Table 1. Composition of Shale Samples Determined by XRD

[0048] FIG. 3 shows the diffraction patters of shale samples with the representative shale composites. The XRD patterns of the exemplary MSNs are shown in FIG. 4. FIG. 4 shows multiple peaks at low angle assigned to MSNs reflections. The presence of these peaks can be attributed to the hexagonal lattice of MSN structure.

[0049] Fluid Rheology

[0050] The rheological properties of prepared drilling fluids were measured using a FANN 35 rheometer. The rheological properties of each different concentration of MSNs in drilling fluids at 120 °F before hot roll tests are shown in Table 2. In general, there was little to no difference in rheological properties, especially plastic viscosity (PV) and yield point (YP), between Examples 1-3, including MSNs and Comparative Example 1, without MSNs.

Table 2. Rheological Properties of Exemplary and Comparative Drilling Fluids

[0051] Shale Dispersion Tests

[0052] Dispersion tests measure the dispersion tendency of the shale sample after being exposed to a drilling fluid. Dispersion tests were carried out by rolling a pre-determined amount of sized shale cuttings in a hot-rolling cell with the drilling fluid to be tested. After hot-rolling the cell for 16 hours at 65 °C, the shale cuttings are recovered on a screen, washed and dried in the oven for 24 hours at 105 °C. Then, the sample was weighed to determine the cuttings recovery percentage. The results are presented as the percentage of cuttings recovery. A high value of cuttings recovery percentage is indicative of high-quality inhibition against dispersion since a large amount of the cuttings does not disperse.
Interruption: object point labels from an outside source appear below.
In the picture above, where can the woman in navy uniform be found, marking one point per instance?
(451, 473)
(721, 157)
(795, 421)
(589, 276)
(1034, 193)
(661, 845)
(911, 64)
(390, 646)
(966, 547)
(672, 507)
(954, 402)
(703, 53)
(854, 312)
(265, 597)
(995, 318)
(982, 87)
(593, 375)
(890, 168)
[0053] The dispersion test was carried out as follows: 350 ml mud was prepared for each of the selected mud systems using standard test equipment and procedure, 2-4 mm shale cuttings were prepared using shale cores, 20 g of shale cuttings and 350 cc inhibitive drilling fluid were added into the hot roll cell, the cap was screwed tightly and then the cell was placed on the roller of the hot roll oven and rolled at 35 rpm for 16 hours at 65 °C. After 16 hours, the cell was removed from the hot roll oven and the cell content was poured into a 500-micron sieve. The content of the sieve was washed with mildly running water to remove all shale pieces smaller than 500 microns, the cuttings were dried in an oven at 105 °C for 24 hours, and the weight of the dried shale was measured and recorded. Table 3 shows the shale cutting recovery weight after shale dispersion tests while the starting value is 20 grams.

Table 3. Shale Recovery Determined using Shale Dispersion Tests

[0054] According to the results shown in Table 3, the exemplary drilling fluids including MSNs and no KC1, a conventional shale inhibitor, have higher shale recovery with increasing MSN content in comparison with drilling fluids system not including MSNs as a shale inhibitor.

[0055] Although only a few example embodiments have been described in detail above, those skilled in the art will readily appreciate that many modifications are possible in the example embodiments without materially departing from this invention. Accordingly, all such modifications are intended to be included within the scope of this disclosure as defined in the following claims.